The new rules also remove the officer presiding over the trial from the panel that is sitting in judgment, limiting his role to ruling on questions of law and challenges to the impartiality of the panelists. This should be a good thing, because it makes the commissions look more like conventional courts-martial. In practice, however, it won’t work that way. To date, retired Maj. Gen. John Altenburg Jr. has made many of the key legal decisions, including approval of the charges that Hamdan and the other defendants face. Altenburg hand-picked the current presiding officer, Col. Peter E. Brownback III, with whom he has social ties. Under these circumstances, it’s impossible to be confident about Brownback’s independence as he reviews challenges to Altenburg’s rulings. By contrast, Article 26 of the UCMJ ensures the independence of military judges by isolating them from the chain of command that has convened a trial. A major question confronting the commissions is whether conspiracy—the only charge Hamdan faces—is a crime under the law of war, and so can be charged before the commissions in the first place. International precedent suggests it is not. Brownback’s potential conflict of interest may mean this issue will not get a fair hearing.
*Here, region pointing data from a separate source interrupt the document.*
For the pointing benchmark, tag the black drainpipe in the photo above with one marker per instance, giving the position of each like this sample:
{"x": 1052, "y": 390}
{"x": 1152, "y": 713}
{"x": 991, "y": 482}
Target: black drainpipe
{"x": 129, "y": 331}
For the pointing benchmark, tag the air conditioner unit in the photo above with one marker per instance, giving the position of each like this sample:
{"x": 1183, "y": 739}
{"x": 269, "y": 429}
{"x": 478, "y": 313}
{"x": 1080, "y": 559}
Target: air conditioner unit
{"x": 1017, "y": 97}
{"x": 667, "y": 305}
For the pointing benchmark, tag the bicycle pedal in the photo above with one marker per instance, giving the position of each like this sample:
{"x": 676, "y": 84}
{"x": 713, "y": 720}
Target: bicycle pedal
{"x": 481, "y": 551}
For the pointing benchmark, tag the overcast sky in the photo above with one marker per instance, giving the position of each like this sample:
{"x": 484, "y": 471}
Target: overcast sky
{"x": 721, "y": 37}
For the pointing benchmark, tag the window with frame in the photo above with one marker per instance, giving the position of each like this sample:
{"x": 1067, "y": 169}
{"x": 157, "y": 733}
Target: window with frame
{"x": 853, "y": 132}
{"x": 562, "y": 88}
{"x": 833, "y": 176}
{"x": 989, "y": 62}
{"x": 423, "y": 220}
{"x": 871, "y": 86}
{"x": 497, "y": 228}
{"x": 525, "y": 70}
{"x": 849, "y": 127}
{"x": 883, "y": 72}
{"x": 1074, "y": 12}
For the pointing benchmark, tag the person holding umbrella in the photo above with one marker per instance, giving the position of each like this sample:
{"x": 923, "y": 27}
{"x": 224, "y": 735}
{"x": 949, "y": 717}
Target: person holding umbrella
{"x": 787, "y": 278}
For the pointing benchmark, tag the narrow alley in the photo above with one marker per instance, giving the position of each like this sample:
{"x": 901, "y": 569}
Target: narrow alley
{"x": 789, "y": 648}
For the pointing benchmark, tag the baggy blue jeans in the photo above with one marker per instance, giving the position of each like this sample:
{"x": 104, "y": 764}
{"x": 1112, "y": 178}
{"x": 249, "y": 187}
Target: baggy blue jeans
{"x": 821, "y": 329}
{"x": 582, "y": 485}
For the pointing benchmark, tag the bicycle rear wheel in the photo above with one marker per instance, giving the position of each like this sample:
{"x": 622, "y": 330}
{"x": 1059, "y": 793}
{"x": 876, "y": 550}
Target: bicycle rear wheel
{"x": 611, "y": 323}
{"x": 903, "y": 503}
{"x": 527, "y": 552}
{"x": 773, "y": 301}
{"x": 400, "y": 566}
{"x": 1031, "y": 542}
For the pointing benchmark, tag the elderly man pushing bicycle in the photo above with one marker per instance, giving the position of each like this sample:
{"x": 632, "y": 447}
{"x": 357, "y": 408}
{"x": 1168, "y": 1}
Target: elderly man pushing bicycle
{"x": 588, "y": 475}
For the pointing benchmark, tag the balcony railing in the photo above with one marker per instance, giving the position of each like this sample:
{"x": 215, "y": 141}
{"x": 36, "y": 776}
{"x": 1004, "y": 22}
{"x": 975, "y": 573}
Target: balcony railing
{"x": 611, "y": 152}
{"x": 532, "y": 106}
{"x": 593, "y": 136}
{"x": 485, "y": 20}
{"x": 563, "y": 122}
Other rule changes also fall short. Civilians have a constitutional right to be present at trial and confront all witnesses and evidence presented against them. Soldiers have a similar right under military law. Historically, so have defendants who have been tried by military commissions. The new rules only encourage the presiding officer to allow the accused to be at trial but stop short of creating a right to be present. The presiding officer retains the authority to exclude the defendant and his civilian counsel during the presentation of classified evidence. This means convictions may still be based on evidence that the defendants are not allowed to see, a real possibility given that Hamdan has already been excluded from portions of his pretrial hearings. A defendant’s right to confront the evidence against him has been guaranteed in every previous U.S. war crimes trial, including those conducted in secrecy for security reasons during World War II. In 1949,Gen. Douglas MacArthur overturned the conviction and death sentence of a Japanese lieutenant because a single classified document viewed by the commission that tried him was not provided to the defendant.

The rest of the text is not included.